Dell SecureWorks recently uncovered numerous underground marketplaces where hackers are selling information packages that include bank account numbers and logins, social security numbers, health information and other PII. In the underground world, these electronic packages put together for identity theft and fraud are referred to as “fullz”. When “fullz” are sold along with counterfeit or custom manufactured physical documents relating to identity data, the packages are called “kitz”.

Below are the average fees for these packages:

“Kitz” — $1,200 – $1,300, which includes PII and faked papers

“Fullz” — $500, which includes PII faked documents

There are additional fees for health insurance credentials and U.S. credit cards with CVV codes.

Health insurance credentials cost $20 each, while credit cards are only $1 – $2 each.

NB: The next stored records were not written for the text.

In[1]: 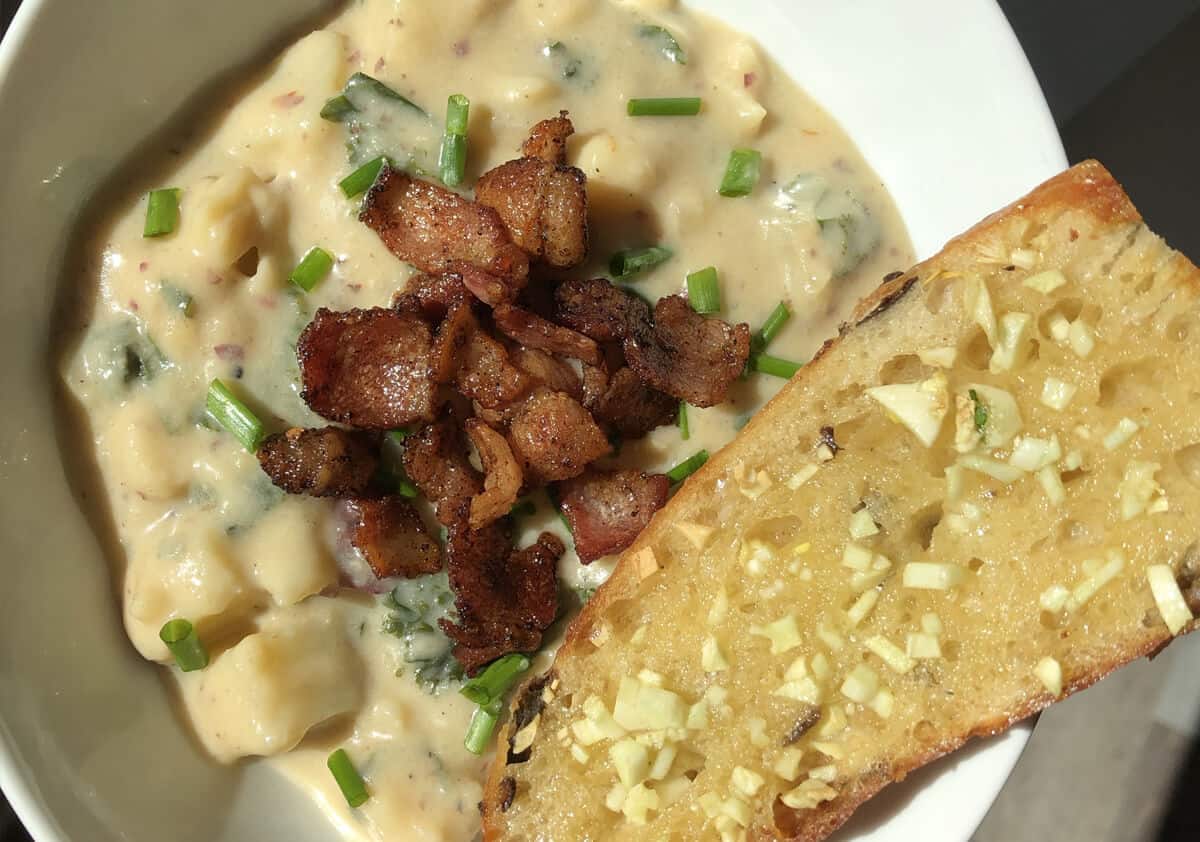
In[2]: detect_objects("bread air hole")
[880,354,930,386]
[1099,360,1163,410]
[907,500,942,549]
[1165,313,1195,342]
[925,278,950,315]
[233,246,258,278]
[960,326,991,371]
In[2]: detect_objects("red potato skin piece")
[359,167,529,303]
[296,307,438,429]
[559,470,671,564]
[346,497,442,579]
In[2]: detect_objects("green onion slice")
[667,450,708,485]
[608,246,674,281]
[750,301,792,354]
[337,155,391,199]
[205,379,263,453]
[688,266,721,315]
[716,149,762,198]
[320,73,428,122]
[458,654,529,705]
[288,246,334,293]
[326,748,371,807]
[462,700,500,754]
[637,24,688,65]
[625,96,701,116]
[142,187,184,236]
[750,354,804,380]
[158,618,209,673]
[438,94,470,187]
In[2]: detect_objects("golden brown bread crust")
[480,161,1200,842]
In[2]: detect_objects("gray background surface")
[0,0,1200,842]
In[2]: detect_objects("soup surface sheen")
[62,0,913,842]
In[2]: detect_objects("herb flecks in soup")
[62,0,913,841]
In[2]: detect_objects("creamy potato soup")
[61,0,913,841]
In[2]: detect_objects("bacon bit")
[271,91,304,108]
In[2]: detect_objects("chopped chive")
[205,379,263,453]
[750,301,792,354]
[438,94,470,187]
[326,748,371,807]
[458,654,529,705]
[750,354,804,380]
[967,389,988,433]
[667,450,708,485]
[608,246,674,281]
[625,96,700,116]
[288,246,334,293]
[637,24,688,65]
[142,187,184,236]
[158,618,209,673]
[688,266,721,315]
[320,73,428,122]
[158,281,194,319]
[716,149,762,198]
[509,497,538,517]
[337,155,390,199]
[462,700,500,754]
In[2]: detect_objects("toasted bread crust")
[480,161,1200,842]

This tells us that people are willing to pay more for your health insurance information than for your credit card information — about 10-20 times more. Therefore, your health information is way more valuable than your credit card information, and it’s extremely important that your health information is kept safe and secure from hackers.

So what is the motivation of enforcing PCI and HIPAA? In the case of PCI – it is clearly the credit card companies suffering financial loss from fraud. In the case of HIPAA – the motivation is to ensure our rights to protect and have our health information secured, reduce waste and hold covered entities, as well as their business associates, accountable for providing basic security, privacy and breach notification requirements.

At the end of the day, after conducting thousands of risk analysis and security projects, a new question pops up from this discussion, “If security and compliance are too difficult for organizations, then why does it seem so easy for hackers to get into their systems?”